De fato, eu estava enferrujada, mas estava conseguindo me manter em pé de boa. Hamzaf também não parecia ter dificuldade com isso. Sorrimos.

― Você até que patina bem. ― Ele observou.

― Dou para o gasto. ― Pisquei e Hamzaf sorriu achando graça.

― Gostas de patinar?

― Partindo do princípio de que no Brasil a gente não tem muitas pistas de patinação e a maioria é cara demais para o meu salário anterior, acho que sim. ― Disse dando de ombros. Se eu tivesse condição, com certeza continuaria patinando.

― Hum… ― Foi o que Hamzaf se limitou a dizer.

Ali estávamos nós em silêncio novamente. Não que eu não gostasse. Na verdade, com Hamzaf, eu não me sentia na necessidade louca de preencher o silêncio com palavras, mas naquele momento o silêncio me fazia lembrar da noite anterior, quando tínhamos nos beijado e isso era suficiente para que o silêncio não fosse tão reconfortante assim. Acabei me vendo impelida a falar só para afastar as lembranças que certamente deixariam o meu rosto vermelho facilmente.
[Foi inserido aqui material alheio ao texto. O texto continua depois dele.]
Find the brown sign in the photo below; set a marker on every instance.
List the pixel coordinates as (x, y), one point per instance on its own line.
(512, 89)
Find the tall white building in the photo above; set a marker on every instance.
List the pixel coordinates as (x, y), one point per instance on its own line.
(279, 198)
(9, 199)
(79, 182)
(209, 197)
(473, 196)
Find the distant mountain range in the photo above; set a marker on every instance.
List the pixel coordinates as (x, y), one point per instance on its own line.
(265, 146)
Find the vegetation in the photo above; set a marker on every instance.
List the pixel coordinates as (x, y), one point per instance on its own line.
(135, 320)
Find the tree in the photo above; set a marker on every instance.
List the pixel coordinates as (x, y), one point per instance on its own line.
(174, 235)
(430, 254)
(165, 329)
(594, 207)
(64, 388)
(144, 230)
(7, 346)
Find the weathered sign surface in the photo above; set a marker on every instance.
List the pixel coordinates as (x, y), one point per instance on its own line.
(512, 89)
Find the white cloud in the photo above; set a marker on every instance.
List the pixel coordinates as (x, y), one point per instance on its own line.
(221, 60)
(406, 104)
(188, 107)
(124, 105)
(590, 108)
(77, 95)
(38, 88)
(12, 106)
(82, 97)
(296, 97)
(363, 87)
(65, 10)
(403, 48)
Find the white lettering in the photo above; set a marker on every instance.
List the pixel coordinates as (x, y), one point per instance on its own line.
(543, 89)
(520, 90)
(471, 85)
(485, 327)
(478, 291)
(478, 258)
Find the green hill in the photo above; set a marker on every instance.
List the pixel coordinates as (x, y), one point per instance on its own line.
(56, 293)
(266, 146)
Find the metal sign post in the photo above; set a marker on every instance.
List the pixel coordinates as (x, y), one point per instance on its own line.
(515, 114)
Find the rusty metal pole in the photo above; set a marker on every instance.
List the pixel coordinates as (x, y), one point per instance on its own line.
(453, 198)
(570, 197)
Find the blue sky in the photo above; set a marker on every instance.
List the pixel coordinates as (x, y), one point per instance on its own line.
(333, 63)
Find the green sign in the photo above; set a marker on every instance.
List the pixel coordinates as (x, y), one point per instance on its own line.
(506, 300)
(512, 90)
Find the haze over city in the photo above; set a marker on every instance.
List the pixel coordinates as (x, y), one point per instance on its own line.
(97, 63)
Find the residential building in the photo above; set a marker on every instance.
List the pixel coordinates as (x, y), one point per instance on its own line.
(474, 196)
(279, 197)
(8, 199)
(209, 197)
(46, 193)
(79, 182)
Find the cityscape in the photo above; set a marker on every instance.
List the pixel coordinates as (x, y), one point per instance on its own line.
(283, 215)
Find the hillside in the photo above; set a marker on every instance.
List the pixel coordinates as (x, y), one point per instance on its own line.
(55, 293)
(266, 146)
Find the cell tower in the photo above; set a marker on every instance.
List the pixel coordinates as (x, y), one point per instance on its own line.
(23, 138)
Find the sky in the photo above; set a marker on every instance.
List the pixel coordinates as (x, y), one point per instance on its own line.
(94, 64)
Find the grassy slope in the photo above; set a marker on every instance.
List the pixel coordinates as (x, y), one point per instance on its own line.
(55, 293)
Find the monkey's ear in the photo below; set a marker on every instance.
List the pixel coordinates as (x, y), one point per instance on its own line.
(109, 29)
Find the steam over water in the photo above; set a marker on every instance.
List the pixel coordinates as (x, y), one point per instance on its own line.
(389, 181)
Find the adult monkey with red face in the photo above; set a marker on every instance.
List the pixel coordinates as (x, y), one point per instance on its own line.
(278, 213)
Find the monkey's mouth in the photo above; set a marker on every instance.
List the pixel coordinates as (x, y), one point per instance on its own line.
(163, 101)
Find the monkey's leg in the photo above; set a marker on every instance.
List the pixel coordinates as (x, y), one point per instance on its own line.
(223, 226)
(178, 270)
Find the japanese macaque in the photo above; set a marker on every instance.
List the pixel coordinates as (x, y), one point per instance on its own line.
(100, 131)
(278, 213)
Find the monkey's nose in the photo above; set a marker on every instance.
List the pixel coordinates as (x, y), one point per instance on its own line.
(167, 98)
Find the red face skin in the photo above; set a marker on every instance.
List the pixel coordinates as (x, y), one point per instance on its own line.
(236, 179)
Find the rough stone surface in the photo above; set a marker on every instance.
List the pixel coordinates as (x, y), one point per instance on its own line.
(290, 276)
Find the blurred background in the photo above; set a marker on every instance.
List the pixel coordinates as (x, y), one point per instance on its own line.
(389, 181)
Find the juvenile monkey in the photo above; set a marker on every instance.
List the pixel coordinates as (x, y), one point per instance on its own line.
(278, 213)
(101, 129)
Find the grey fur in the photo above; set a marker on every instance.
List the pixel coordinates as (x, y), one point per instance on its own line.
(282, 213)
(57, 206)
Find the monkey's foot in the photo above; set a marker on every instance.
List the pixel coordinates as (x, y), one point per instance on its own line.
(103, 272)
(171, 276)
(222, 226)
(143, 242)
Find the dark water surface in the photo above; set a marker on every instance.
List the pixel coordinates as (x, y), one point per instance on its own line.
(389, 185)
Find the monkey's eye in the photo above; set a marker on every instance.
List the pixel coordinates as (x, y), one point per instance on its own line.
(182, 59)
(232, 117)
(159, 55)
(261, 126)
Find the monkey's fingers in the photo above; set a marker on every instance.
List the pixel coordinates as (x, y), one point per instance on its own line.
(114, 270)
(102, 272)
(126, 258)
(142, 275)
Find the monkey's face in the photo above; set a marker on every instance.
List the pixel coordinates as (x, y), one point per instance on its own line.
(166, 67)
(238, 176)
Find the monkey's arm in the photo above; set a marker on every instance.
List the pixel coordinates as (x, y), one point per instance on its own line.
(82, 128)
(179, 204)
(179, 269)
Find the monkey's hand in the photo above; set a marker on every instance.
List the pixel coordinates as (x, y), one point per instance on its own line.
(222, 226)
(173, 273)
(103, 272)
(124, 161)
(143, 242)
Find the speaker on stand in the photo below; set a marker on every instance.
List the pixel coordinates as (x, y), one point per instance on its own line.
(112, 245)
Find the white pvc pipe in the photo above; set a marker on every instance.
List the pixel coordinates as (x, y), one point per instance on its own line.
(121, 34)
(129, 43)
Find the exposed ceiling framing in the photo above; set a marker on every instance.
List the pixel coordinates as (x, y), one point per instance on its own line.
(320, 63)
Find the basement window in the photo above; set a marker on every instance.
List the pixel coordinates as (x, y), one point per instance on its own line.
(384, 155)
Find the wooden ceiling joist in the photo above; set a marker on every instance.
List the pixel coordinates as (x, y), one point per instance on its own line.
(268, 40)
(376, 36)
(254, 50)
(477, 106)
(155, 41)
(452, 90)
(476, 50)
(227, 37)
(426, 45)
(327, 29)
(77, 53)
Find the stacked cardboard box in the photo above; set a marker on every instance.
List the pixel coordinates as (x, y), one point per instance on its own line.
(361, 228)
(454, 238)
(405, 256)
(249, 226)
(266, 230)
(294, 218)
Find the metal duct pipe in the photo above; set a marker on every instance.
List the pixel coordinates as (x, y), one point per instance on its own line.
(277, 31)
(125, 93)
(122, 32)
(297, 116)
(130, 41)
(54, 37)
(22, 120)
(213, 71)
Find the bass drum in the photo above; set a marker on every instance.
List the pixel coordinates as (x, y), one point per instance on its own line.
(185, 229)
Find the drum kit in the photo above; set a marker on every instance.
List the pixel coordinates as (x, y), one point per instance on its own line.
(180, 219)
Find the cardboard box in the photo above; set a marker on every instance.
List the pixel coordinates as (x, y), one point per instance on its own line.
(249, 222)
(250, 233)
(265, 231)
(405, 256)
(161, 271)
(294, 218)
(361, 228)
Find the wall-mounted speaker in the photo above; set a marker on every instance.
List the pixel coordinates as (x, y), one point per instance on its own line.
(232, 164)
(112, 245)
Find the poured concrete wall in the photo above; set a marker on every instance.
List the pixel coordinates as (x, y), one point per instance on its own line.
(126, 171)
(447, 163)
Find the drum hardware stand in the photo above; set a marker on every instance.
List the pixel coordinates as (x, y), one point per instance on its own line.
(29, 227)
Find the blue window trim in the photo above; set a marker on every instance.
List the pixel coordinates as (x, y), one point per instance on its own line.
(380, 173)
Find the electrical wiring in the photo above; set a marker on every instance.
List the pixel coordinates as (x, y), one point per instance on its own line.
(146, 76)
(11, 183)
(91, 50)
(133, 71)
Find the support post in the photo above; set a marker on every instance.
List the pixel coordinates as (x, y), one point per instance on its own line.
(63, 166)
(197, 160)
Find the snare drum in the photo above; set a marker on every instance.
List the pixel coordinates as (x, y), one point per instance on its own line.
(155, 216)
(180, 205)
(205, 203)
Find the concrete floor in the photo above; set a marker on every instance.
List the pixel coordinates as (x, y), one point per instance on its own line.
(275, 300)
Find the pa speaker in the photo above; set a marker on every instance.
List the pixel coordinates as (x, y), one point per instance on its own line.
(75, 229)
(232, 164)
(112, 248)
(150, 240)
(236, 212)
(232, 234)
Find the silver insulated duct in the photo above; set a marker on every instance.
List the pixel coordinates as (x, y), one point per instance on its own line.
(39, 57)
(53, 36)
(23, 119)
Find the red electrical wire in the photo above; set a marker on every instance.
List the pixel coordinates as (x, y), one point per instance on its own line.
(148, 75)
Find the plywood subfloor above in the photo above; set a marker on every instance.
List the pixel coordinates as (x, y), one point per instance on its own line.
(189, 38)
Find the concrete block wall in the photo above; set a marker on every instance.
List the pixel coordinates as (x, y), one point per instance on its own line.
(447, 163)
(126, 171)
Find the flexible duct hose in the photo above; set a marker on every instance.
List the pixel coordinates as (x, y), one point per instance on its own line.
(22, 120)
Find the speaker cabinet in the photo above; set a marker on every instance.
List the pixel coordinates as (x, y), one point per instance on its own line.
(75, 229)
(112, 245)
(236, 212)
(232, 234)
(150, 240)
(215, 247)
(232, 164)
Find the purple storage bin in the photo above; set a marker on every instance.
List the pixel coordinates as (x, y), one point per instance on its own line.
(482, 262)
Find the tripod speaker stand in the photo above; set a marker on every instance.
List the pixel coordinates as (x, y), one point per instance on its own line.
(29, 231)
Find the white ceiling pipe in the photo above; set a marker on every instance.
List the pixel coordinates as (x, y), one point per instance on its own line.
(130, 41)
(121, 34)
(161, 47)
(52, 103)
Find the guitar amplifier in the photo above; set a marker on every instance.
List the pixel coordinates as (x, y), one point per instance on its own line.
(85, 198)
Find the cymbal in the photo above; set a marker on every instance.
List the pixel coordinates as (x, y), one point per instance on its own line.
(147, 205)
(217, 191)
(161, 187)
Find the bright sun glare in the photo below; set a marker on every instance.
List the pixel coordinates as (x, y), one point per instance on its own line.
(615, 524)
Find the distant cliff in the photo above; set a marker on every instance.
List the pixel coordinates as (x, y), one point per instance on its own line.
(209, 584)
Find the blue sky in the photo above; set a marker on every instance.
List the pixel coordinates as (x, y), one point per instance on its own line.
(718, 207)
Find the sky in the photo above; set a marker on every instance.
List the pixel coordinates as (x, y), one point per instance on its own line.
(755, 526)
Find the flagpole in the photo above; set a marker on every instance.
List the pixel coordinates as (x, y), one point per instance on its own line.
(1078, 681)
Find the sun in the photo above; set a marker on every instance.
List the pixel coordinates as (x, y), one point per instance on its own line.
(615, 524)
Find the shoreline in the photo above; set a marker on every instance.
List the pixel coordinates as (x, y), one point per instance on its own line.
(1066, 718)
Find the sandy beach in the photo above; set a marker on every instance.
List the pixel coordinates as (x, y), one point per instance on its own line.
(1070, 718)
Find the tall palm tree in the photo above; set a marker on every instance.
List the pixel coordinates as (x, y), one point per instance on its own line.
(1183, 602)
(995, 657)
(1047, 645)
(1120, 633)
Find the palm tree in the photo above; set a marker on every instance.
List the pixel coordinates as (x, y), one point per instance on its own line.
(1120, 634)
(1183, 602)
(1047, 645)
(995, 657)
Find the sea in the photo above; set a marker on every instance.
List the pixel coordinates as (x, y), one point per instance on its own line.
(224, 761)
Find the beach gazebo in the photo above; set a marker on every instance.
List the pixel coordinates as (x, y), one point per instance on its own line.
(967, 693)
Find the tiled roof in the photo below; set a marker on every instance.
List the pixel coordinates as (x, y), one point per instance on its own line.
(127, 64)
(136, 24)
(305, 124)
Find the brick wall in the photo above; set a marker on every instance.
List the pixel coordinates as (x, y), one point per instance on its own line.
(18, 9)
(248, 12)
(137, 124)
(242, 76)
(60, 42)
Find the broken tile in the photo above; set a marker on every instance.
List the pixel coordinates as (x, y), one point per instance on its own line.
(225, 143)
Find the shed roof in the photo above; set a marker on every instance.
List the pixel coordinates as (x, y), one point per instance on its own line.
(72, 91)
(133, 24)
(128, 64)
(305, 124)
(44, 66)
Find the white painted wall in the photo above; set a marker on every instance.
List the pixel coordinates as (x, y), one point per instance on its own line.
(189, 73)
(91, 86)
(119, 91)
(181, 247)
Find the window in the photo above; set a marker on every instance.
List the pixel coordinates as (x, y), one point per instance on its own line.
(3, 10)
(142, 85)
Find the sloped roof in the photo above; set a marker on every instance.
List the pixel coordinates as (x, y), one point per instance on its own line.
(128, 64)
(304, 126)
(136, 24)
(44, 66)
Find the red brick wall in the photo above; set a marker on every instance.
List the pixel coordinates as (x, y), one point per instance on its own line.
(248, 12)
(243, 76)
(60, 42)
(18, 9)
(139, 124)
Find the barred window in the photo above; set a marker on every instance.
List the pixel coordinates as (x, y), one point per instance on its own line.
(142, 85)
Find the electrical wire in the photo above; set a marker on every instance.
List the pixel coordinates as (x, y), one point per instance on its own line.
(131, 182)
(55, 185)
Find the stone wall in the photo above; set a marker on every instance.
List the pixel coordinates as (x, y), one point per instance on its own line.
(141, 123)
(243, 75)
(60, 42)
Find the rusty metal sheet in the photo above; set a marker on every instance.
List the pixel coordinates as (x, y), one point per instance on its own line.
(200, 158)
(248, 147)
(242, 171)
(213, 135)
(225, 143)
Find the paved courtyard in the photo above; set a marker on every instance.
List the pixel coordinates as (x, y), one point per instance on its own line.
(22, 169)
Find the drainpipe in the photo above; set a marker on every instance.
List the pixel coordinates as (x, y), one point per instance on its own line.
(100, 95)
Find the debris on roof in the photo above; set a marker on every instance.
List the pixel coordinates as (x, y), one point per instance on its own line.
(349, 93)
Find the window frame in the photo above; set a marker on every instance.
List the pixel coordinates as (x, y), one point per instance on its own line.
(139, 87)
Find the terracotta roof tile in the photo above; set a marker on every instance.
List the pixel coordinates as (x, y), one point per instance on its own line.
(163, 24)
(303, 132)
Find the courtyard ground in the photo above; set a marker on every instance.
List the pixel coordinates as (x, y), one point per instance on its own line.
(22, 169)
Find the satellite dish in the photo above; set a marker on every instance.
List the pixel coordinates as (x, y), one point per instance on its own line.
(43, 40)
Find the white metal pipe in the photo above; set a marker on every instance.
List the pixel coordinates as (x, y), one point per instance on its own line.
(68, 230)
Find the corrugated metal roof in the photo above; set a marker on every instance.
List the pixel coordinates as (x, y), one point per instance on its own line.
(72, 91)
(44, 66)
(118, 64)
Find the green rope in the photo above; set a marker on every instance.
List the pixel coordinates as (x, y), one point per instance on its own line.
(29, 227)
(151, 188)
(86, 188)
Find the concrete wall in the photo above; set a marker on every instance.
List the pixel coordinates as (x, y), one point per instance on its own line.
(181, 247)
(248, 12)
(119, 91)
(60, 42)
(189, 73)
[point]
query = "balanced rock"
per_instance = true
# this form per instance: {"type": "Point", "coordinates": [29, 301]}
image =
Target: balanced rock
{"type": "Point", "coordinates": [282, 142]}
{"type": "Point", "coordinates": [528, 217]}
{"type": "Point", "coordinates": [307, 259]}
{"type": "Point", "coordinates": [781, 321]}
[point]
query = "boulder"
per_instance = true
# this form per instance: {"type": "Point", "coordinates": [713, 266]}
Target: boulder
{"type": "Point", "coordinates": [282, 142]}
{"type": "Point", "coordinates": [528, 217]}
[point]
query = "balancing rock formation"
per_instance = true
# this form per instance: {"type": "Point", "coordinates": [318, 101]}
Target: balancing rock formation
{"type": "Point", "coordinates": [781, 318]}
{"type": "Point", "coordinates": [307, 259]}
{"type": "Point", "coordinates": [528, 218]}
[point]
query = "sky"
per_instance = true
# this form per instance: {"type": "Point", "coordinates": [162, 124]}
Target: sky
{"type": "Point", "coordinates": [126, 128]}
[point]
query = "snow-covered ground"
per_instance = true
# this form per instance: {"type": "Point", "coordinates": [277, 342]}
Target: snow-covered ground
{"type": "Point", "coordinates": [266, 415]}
― E como você teve a ideia de construir um restaurante? Como tudo começou? ― Hamzaf abriu um largo sorriso. Parecia gostar desse assunto para falar.

― Trabalhei muito tempo para um chefe renomado aqui em Dubai, Faruk Yared, com quem aprendi muito. Fui juntando dinheiro e peguei um empréstimo. Num primeiro momento, apenas comprei o primeiro andar de onde moro agora. Dormia no salão mesmo, porque não tinha lugar para dormir. Tive sorte e fui construindo o meu patrimônio aos poucos. Devo muito a Faruk que em vez de me toler, me incentivou a continuar com meu sonho e me trouxe contatos que hoje são meus clientes também. ― Hamzaf pareceu levemente absorto no próprio relato. Esperei alguns segundos antes de perguntá-lo:

― E você trouxe o seu irmão depois disso? ― Hamzaf deu uma risada amarga.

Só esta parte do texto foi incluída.